Zenefits CEO Parker Conrad has abruptly resigned amid allegations that his company failed to comply with insurance industry regulations. Conrad founded the startup–which operates a free technology platform that helps companies manage their human resources functions and find affordable insurance–in 2013, and it has grown rapidly.
Several reports since November have alleged that Zenefits allowed its sales reps to act as insurance brokers, selling insurance policies to consumers in seven states without a broker’s license. Zenefits management was either unaware of the problem, or failed to act quickly to correct it, the reports said.
Zenefits COO David Sacks, who was once CEO of enterprise messaging company Yammer, will step in as CEO.
Sacks wrote a statement to inform Zenefits employees of the resignation Monday. The company shared a copy with VentureBeat. Here’s an excerpt:
By now all of you have heard the news that Parker has resigned as CEO. I know that this will come as a shock. Parker was not only the founder of this company but also its driving force until this day. I know it will take time for people to absorb and process this news, and it will raise many questions about the company.
I believe that Zenefits has a great future ahead, but only if we do the right things. We sell insurance in a highly regulated industry. In order to do that, we must be properly licensed. For us, compliance is like oxygen. Without it, we die. The fact is that many of our internal processes, controls, and actions around compliance have been inadequate, and some decisions have just been plain wrong. As a result, Parker has resigned.
In order for us to move forward as a company, we cannot seek to hide or downplay the problem. We must admit it and remediate it as soon as possible. In December, we hired a Big Four auditing firm to conduct an independent third-party review of our licensing procedures that we will turn over to regulators as soon as possible. I will expand that effort into a top-to-bottom review to ensure appropriate and best-in-class corporate governance, compliance and accountability.
I am also appointing Josh Stein as our Chief Compliance Officer. I know that he will bring the same rigor to this job as his did in his previous experience as a federal prosecutor. Josh is already in communication with regulators to advise and update them of our compliance issues.

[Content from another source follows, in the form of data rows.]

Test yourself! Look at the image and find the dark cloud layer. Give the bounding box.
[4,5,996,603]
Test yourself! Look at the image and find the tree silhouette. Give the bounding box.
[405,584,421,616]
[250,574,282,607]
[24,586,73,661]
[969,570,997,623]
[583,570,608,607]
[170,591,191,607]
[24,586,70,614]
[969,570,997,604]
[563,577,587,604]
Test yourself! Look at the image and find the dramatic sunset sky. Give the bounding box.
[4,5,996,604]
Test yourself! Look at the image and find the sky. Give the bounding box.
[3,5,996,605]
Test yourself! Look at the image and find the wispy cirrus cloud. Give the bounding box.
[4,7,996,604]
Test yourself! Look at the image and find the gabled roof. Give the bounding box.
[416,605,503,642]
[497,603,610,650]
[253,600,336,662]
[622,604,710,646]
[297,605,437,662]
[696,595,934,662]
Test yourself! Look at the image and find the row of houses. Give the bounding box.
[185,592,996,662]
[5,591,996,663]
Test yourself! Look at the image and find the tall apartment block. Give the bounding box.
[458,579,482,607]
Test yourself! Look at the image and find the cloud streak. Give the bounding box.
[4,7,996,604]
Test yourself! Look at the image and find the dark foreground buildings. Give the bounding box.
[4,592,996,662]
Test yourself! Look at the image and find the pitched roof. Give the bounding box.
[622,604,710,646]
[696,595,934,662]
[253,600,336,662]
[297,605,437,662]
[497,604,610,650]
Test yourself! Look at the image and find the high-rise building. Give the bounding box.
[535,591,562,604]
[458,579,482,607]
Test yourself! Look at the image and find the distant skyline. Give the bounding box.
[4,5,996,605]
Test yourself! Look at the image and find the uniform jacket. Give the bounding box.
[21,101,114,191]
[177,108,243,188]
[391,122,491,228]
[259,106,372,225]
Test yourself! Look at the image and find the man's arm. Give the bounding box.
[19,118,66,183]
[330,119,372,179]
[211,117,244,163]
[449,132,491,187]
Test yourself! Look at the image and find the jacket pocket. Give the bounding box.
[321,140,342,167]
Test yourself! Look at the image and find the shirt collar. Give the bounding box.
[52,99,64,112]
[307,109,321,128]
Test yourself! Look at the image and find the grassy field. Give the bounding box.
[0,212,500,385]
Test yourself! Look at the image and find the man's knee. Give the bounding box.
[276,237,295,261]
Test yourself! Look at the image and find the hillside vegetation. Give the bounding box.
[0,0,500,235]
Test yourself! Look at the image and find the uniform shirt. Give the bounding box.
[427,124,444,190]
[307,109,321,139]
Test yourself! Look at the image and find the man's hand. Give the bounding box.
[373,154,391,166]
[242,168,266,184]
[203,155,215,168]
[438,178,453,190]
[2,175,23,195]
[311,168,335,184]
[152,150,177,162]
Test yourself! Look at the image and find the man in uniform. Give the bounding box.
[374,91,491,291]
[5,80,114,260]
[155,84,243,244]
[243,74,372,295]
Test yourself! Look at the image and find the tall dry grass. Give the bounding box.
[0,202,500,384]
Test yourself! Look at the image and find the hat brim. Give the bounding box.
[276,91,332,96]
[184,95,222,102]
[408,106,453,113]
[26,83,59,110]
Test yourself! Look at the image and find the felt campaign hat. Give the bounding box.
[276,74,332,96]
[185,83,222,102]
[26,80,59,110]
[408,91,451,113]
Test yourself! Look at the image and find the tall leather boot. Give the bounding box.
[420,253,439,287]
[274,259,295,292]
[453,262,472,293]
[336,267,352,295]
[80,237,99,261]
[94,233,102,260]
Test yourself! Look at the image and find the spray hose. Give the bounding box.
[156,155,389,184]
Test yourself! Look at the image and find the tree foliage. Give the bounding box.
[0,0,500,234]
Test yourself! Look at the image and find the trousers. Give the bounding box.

These steps are a start to fixing the problem, but they are not enough. We must admit that the problem goes much deeper than just process. Our culture and tone have been inappropriate for a highly regulated company. Zenefits’ company values were forged at a time when the emphasis was on discovering a new market, and the company did that brilliantly. Now we have moved into a new phase of delivering at scale and needing to win the trust of customers, regulators, and other stakeholders.
Sacks goes on to explain that Zenefits has tried to address too much of the insurance market at once, and that it will now focus on servicing small businesses.
The startup took a massive $500 million round of venture capital last year. One bright spot in today’s news is that venture capital rock star (and PayPal cofounder) Peter Thiel will be joining the Zenefits board of directors.
When Sacks said in his letter that compliance was like oxygen, he could have been talking not just about Zenefits but a whole array of startups with ambitions to shake up highly regulated industries.
In November 2013 the Food and Drug Administration sent genetic testing company 23andMe a public warning letter demanding that it cease marketing genetic testing kits for health problems. The government claimed that the company “failed to obtain marketing clearance or approval to assure their tests were accurate, reliable and clinically meaningful.”
More recently, the lab-testing company Theranos last October found itself at the center of controversy when two Wall Street Journal reports raised questions about the accuracy of the startup’s blood tests. In October the FDA said that Theranos’s Edison device was an “Uncleared Medical Device” and ordered the company to stop using it for all but one of its 200 tests.